Wife granted artwork in property division replaced it with fake

There are few times in life that can be more acrimonious than a bitter divorce. When it comes to the property division settlement, the two sides often fail to come to an agreeable solution on their own. Florida residents who are struggling to resolve these disputes may seek the input of a neutral professional.

A recent divorce between Wall Street investor, Bill Gross, and his former wife took an unusual turn. According to the woman’s account, she was granted permission to remove any of the artwork or furnishings from their home that she desired. For reasons that are unclear, the wife chose to take a Picasso painting that they had jointly owned since 2006 without telling him of her decision to do so. The painting had been appraised for approximately $35 million.

Several months later, the couple decided to settle ownership of the painting by way of a coin toss. Though the wife won, she still did not inform him that she had already taken possession of it. Instead, she had replaced it with a replica that she had created herself.

As the husband was preparing to have the painting transferred to her residence, she told him that the one in his home was a forgery. During the divorce trial, she was questioned about her actions, though she did not explain why she hung the forgery. She further admitted that she also had possession of a statue that her husband was not aware she had taken.

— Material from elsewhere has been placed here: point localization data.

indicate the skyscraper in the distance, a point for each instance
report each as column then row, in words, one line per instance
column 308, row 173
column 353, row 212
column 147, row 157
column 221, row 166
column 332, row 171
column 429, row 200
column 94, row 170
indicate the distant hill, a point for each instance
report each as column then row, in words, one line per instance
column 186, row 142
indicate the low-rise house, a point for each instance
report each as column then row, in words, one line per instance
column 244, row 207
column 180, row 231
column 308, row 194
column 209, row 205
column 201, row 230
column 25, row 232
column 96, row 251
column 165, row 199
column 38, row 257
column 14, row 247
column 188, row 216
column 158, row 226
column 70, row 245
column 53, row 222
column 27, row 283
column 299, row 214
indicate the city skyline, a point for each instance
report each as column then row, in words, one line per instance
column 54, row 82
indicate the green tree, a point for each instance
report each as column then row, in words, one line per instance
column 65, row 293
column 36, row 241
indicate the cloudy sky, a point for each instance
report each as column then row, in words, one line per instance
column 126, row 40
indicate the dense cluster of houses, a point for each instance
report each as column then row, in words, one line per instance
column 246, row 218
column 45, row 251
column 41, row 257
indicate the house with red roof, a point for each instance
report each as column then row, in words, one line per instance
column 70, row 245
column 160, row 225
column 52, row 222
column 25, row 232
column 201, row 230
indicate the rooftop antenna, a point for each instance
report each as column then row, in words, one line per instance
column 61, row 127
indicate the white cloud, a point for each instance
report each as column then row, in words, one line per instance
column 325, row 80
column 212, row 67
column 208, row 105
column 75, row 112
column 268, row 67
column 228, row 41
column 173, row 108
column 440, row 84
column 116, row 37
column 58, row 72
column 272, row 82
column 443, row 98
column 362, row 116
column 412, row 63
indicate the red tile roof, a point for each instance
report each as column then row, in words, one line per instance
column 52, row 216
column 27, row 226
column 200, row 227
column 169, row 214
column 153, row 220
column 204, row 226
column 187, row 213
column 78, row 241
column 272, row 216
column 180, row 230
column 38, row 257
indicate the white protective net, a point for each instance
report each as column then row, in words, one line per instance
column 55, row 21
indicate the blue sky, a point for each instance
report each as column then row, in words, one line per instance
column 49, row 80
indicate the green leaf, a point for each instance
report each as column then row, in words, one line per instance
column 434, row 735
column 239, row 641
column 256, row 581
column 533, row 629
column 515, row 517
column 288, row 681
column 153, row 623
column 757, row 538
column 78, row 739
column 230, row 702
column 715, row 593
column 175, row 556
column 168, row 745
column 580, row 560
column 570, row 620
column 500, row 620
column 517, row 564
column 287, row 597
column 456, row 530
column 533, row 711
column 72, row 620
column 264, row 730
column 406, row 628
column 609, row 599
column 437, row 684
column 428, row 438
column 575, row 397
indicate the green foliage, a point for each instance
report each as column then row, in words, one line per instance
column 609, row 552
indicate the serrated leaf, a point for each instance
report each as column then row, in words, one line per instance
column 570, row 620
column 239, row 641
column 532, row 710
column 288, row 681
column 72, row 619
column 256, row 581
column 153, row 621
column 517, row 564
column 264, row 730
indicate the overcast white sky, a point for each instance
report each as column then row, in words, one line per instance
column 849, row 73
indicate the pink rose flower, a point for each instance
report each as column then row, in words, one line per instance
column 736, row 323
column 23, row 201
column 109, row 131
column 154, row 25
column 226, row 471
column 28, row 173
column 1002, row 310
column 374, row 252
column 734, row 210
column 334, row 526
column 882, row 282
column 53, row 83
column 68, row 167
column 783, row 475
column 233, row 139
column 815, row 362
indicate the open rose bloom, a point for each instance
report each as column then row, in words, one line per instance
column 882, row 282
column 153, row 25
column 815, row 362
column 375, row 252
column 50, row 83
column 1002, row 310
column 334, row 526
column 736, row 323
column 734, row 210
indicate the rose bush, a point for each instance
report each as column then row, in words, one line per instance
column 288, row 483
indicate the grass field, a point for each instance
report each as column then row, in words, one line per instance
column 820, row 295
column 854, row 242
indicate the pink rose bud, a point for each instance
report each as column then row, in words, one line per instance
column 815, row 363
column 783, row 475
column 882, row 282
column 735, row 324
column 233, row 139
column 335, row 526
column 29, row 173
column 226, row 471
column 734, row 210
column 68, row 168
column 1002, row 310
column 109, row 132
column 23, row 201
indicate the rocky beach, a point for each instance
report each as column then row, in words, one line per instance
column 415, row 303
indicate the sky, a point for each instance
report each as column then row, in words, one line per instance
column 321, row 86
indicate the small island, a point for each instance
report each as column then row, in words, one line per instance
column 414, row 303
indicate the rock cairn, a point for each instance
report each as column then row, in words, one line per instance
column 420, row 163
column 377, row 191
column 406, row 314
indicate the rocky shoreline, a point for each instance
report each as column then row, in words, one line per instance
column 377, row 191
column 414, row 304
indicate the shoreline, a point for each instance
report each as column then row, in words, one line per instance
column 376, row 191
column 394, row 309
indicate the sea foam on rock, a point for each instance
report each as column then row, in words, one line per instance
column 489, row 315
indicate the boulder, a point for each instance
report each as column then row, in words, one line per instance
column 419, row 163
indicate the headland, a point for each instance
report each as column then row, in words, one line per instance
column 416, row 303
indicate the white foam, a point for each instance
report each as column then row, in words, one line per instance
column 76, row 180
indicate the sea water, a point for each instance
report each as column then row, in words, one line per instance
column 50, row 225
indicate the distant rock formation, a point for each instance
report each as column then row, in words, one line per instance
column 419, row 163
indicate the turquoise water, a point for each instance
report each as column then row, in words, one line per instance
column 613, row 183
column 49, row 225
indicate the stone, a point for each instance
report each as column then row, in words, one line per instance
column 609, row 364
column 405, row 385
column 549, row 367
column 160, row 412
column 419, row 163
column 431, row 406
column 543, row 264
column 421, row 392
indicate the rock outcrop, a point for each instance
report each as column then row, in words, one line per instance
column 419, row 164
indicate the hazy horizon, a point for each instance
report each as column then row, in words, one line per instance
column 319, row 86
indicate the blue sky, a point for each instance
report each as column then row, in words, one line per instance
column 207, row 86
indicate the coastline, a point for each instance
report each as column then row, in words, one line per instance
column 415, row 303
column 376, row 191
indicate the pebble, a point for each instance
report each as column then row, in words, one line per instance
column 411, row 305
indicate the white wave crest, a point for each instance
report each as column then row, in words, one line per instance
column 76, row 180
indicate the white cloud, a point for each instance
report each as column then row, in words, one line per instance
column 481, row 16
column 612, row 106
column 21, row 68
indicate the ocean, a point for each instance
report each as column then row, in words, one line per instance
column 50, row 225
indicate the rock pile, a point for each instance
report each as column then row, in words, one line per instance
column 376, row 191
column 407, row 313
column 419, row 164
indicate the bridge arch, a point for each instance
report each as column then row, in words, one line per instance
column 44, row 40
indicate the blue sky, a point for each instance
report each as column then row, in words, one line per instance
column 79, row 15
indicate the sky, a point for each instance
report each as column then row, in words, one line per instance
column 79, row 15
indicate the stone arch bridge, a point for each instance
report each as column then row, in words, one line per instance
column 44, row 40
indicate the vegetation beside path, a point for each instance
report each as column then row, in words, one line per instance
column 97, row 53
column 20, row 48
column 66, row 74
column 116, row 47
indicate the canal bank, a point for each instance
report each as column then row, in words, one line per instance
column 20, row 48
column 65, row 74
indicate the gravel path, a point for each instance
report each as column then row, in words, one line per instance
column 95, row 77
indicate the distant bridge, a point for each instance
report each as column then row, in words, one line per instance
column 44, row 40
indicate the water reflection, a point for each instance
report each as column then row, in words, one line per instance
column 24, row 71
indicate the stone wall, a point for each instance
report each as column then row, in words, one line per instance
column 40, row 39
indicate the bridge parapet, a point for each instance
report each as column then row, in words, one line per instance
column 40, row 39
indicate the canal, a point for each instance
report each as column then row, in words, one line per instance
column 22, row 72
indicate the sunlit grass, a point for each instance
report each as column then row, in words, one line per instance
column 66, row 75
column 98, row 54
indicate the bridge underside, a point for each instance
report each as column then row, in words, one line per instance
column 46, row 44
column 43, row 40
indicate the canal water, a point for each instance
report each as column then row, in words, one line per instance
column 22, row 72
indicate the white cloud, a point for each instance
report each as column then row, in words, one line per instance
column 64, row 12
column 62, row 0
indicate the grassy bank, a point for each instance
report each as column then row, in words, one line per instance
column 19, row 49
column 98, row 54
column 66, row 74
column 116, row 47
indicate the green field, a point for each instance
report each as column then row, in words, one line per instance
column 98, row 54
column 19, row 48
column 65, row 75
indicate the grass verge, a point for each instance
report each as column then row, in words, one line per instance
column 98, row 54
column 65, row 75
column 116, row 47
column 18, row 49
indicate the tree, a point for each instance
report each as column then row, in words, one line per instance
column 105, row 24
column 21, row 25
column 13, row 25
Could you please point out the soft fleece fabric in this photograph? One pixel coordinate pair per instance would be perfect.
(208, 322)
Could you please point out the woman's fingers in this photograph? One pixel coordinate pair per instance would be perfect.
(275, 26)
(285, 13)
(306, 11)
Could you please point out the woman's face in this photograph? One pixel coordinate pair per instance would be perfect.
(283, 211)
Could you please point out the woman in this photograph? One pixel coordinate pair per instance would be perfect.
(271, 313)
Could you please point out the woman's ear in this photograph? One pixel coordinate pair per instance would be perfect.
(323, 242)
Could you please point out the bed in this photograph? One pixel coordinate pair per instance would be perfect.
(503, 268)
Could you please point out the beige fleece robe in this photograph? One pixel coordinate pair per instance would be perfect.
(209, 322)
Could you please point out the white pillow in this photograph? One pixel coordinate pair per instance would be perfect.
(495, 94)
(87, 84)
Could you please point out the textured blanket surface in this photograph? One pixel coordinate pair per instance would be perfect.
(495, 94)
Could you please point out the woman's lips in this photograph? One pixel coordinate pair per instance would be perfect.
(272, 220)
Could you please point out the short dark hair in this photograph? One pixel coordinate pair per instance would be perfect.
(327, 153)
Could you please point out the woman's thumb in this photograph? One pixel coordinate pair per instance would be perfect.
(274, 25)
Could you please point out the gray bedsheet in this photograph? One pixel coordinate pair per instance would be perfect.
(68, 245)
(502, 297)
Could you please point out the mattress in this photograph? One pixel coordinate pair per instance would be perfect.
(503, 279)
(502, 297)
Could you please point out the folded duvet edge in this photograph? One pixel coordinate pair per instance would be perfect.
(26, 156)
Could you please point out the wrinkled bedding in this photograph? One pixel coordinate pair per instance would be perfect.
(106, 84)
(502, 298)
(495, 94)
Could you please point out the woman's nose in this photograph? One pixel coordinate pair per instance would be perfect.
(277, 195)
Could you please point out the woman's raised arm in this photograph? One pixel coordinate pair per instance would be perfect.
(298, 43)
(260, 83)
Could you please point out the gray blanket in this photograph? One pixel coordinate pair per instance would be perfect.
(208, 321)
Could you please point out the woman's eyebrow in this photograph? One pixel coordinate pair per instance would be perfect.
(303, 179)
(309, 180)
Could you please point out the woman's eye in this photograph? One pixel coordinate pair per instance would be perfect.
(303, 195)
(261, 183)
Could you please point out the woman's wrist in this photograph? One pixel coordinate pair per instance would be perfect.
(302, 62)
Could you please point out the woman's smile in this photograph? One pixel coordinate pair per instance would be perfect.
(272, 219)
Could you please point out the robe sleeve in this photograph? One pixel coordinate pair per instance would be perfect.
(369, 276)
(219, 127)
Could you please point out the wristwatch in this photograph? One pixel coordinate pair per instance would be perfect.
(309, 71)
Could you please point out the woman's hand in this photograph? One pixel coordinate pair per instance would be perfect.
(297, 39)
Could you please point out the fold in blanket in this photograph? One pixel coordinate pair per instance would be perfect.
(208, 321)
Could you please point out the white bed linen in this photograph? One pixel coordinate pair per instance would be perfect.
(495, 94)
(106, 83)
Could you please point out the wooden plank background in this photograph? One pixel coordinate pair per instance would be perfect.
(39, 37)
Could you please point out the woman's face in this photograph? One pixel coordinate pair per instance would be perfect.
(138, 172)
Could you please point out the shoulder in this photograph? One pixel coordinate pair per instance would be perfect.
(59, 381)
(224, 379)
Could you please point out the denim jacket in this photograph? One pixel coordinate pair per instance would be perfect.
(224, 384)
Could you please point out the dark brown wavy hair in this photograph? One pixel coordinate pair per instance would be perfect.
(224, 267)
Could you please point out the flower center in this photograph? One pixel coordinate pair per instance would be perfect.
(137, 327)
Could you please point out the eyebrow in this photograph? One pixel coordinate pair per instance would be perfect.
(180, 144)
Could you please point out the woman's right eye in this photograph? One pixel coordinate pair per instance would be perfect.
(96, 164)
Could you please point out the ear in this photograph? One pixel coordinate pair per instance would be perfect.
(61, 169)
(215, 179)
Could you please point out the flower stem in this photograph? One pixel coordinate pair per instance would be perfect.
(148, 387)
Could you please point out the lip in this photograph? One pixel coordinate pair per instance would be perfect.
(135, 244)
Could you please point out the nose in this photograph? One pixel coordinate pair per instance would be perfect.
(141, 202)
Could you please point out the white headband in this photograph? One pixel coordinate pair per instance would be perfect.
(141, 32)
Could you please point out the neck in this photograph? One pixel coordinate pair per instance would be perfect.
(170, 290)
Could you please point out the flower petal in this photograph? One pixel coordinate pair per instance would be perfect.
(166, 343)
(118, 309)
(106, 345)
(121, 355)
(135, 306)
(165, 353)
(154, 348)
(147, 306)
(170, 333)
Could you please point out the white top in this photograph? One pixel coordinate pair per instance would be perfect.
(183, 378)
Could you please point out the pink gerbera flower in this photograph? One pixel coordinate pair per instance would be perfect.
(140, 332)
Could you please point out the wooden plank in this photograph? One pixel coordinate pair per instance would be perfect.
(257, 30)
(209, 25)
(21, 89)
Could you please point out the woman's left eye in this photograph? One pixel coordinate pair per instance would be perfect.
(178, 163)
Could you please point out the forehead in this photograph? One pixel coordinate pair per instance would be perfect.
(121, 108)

This case may seem unusual in that the former couple had come to an agreement in how to decide ownership of some of their marital possessions. The husband had purportedly praised his wife’s artistic abilities in the past, including her ability to replicate famous works of art. Florida residents who are unable to arrive at a mutually satisfactory agreement when it comes to their property division may be best served by consulting an experienced attorney who can provide knowledgeable assistance.